Puis même le sifflement disparut et je me retrouvai dans cette version XXe siècle du purgatoire, condamné à rester « pendu au téléphone » sans avoir eu la moindre occasion de protester.
À vrai dire, ça m’était égal : au contraire, ça me donnait l’occasion de me réveiller. Je bâillai, me grattai, chaussai mes lunettes et lorgnai l’organigramme collé au mur au-dessus de ma table de nuit. Voilà, il était là, C. Gordon Petcher, juste en dessous du président et de la mention « Équipe d’intervention/Personne à prévenir dans tous les cas d’accident catastrophique ». Le roulement est changé tous les jeudis à l’issue de la journée de travail. Le seul nom à apparaître sur tous les tableaux de roulement est celui de Roger Ryan, le président. Quoi qu’il arrive, quelle que soit l’heure du jour, Ryan est le premier à l’apprendre.

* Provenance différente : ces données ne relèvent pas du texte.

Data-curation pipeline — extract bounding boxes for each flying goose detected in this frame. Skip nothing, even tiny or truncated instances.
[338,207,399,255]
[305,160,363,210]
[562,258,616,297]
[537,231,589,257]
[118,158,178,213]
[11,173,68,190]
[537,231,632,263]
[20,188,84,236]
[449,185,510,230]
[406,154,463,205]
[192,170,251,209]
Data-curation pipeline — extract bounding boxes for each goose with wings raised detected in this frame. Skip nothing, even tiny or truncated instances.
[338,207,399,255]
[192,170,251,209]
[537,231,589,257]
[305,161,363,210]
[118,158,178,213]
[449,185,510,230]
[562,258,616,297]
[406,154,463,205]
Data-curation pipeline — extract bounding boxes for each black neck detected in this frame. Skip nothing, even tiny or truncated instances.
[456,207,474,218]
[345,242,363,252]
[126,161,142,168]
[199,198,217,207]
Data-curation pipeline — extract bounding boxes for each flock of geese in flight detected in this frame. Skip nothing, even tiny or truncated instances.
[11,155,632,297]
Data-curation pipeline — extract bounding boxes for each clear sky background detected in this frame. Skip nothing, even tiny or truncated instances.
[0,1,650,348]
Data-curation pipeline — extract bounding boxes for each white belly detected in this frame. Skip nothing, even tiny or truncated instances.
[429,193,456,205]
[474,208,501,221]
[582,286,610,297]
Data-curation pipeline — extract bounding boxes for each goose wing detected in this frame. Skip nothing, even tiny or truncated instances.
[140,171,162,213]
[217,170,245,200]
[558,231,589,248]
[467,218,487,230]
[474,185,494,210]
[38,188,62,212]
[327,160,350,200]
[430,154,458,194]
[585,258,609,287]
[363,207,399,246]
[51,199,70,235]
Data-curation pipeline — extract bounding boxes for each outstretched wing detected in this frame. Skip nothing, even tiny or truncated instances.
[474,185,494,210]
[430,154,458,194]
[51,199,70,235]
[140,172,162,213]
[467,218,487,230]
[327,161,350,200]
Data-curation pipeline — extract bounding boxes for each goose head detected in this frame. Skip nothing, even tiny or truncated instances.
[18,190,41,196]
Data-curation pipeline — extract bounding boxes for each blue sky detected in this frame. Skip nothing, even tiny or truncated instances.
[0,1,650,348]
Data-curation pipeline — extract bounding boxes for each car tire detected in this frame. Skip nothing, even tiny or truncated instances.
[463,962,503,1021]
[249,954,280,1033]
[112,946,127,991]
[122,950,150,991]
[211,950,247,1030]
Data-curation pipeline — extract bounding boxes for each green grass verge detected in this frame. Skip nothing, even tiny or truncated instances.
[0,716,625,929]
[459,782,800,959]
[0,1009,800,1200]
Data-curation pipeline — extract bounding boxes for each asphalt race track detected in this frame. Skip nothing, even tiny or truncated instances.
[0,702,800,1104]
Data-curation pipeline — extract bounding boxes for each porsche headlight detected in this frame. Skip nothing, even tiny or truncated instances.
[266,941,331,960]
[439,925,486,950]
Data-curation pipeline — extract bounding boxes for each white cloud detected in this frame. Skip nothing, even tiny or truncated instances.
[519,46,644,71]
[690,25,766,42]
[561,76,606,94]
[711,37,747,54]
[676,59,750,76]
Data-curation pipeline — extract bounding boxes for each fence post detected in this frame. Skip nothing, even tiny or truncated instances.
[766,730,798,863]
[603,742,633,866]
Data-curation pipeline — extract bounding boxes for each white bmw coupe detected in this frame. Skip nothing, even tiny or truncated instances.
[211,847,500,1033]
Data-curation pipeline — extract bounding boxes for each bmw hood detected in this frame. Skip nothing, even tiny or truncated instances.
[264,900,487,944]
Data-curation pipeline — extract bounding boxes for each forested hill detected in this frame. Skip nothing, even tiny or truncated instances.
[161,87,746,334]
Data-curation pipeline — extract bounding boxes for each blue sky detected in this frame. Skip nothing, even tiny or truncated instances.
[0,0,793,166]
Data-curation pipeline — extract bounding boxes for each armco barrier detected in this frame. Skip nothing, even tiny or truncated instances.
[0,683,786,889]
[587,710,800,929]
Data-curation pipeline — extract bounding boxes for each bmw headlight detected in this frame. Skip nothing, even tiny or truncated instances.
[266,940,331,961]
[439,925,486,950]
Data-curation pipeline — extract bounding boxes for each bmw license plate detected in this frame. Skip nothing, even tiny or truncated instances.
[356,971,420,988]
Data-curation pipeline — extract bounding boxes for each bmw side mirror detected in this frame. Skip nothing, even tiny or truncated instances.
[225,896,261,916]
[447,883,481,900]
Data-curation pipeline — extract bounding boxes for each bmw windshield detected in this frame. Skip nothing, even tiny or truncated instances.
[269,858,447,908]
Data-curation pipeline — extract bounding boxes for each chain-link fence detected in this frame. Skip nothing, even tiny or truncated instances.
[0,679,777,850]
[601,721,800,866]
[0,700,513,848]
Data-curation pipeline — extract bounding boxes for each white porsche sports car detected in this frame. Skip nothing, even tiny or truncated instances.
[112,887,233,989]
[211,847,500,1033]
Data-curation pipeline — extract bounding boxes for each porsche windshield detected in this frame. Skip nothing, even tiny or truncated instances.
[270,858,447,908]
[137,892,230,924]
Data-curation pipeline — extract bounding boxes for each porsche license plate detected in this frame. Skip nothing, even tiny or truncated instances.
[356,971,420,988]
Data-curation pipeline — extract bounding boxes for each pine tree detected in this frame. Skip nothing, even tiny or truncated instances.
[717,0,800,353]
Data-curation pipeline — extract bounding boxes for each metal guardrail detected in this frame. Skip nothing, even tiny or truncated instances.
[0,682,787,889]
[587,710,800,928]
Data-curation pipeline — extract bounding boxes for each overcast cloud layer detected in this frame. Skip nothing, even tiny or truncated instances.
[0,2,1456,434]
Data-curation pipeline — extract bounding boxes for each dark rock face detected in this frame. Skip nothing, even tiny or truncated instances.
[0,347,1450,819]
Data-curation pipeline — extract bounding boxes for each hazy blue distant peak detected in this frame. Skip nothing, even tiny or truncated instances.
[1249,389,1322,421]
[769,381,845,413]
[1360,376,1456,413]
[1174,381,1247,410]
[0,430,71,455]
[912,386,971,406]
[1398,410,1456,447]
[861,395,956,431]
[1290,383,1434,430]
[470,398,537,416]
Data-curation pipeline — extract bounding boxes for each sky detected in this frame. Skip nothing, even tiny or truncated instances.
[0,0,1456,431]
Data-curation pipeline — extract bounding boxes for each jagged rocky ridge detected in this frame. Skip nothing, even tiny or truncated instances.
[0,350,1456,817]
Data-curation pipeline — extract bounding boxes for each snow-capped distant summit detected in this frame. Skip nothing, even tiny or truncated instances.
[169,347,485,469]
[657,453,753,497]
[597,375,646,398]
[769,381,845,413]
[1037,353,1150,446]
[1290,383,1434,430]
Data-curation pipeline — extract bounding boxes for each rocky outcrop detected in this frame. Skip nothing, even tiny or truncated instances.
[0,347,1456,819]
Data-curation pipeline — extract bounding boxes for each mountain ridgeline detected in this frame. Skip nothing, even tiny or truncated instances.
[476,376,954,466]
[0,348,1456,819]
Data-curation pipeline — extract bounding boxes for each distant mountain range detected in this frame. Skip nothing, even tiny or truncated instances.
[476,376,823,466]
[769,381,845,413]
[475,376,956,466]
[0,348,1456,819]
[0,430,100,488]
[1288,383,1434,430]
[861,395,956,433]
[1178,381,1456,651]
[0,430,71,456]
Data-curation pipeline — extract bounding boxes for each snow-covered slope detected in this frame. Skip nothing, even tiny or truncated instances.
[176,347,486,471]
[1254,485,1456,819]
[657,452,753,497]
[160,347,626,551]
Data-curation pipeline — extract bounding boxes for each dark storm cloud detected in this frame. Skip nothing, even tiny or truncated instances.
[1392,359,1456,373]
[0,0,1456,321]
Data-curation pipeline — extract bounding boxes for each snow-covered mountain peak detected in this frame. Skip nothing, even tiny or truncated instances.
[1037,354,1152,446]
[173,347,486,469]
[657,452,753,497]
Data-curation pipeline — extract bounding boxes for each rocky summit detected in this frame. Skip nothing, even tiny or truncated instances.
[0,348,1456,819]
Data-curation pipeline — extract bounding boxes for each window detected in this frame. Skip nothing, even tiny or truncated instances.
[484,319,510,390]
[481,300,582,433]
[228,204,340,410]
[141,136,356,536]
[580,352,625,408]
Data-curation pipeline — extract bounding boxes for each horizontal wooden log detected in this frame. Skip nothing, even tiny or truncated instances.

Mon propre nom apparaissait un peu plus bas sur la liste, en regard de l’intitulé : « Officier de Permanence Aviation/R.D.E. » suivi de mon numéro de radio-signal et de mon second numéro de téléphone personnel ; au fait, la mention R.D.E., ce n’est pas un titre universitaire, ça veut simplement dire : Responsable De l’Enquête.